# Ear clips



## ryansj (Dec 31, 2009)

So I took my goat in to get tested for CAE and CL. After the vet got the blood sample, without saying a word to me, he clipped an id tag on his ear. So now my goat has pierced ear with a relatively permanent metal ear tag. I was taken aback and asked why he did that. He said he was required to because "they" want to track who has sick goats and who does not. He said if I wanted to take the goat home and "rip" the tag out of his ear that is my business. 

Is this legit? Is the vet really required to do this? Does anyone have experience in noninvasive metal ear tag removal? I am not going to "rip" them out. 

Any compelling reason to leave the tag in?


----------



## Rex (Nov 30, 2008)

I've never heard of such a thing. What State are you in?


----------



## ryansj (Dec 31, 2009)

I am in the great state of Idaho.


----------



## ryansj (Dec 31, 2009)

I took some tin snips and cut the metal clips as close to ear as I safely could. They were pretty easy to pull through at that point.


----------



## Rex (Nov 30, 2008)

Boy! That would tick me off bad enough to tag the Vets ear!

The Idaho requirements for identification are only for Scrape, which by the way, is a federal requirement. It is only necessary for breeding stock being sold. In other words, if you sell a doe or buck for breeding purposes the state will assign you a herd ID number and you must identify each breeding animal you sell with that number. It can be an ear tag or tattoo. As long as the animal is on your place it is not required to be marked. Wethers are not required to have a tag or marking of any sort at any time in Idaho.

You said "he" when referring to the goat so I assume it was a wether. I'd make a call to the Vets office and tell him to call the Idaho Sheep commission and get his facts straight before he tags anyone elses goat for no reason.


----------



## Hasligrove (Dec 10, 2008)

I second that!!! I would be so mad!! I got my boys tattooed so it would be easier with health certificates so they would have an indavidual ID. I also just registered my boys with the American Dairy Goat Association (haven't even gotten the paperwork back yet)- they have a wether ID program.
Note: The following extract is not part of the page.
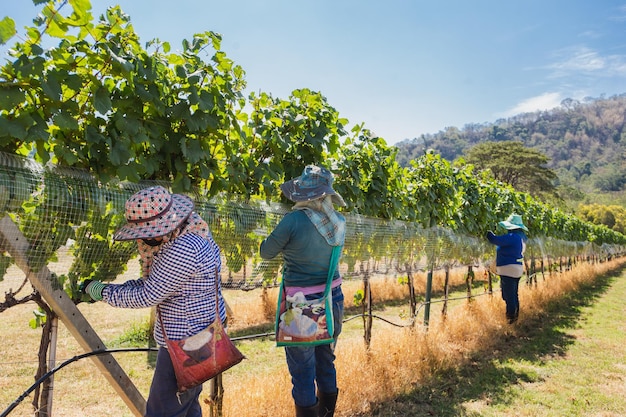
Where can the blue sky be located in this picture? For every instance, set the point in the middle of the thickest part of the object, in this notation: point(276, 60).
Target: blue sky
point(403, 67)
But I've heard stories of getting those ear tags caught on something and ripping out or even another goat ripping it out of the ear.

Well---there is no way in heck I'd pay for what your vet did. To me that is an unauthorized service or procedure and I wouldn't pay for it...just think the mess that vet would be in if it was a human Dr.


----------



## ohiogoatgirl (Jan 31, 2010)

oh my lord!  :shock:  i would have clipped his ear and said "if you want to rip it out thats YOUR business" :!: i cant believe someone would just do that!


----------



## Herb (Dec 12, 2008)

The metal clips are a bad deal on goat ears. The goats will most likely snag them on something and rip them out.


----------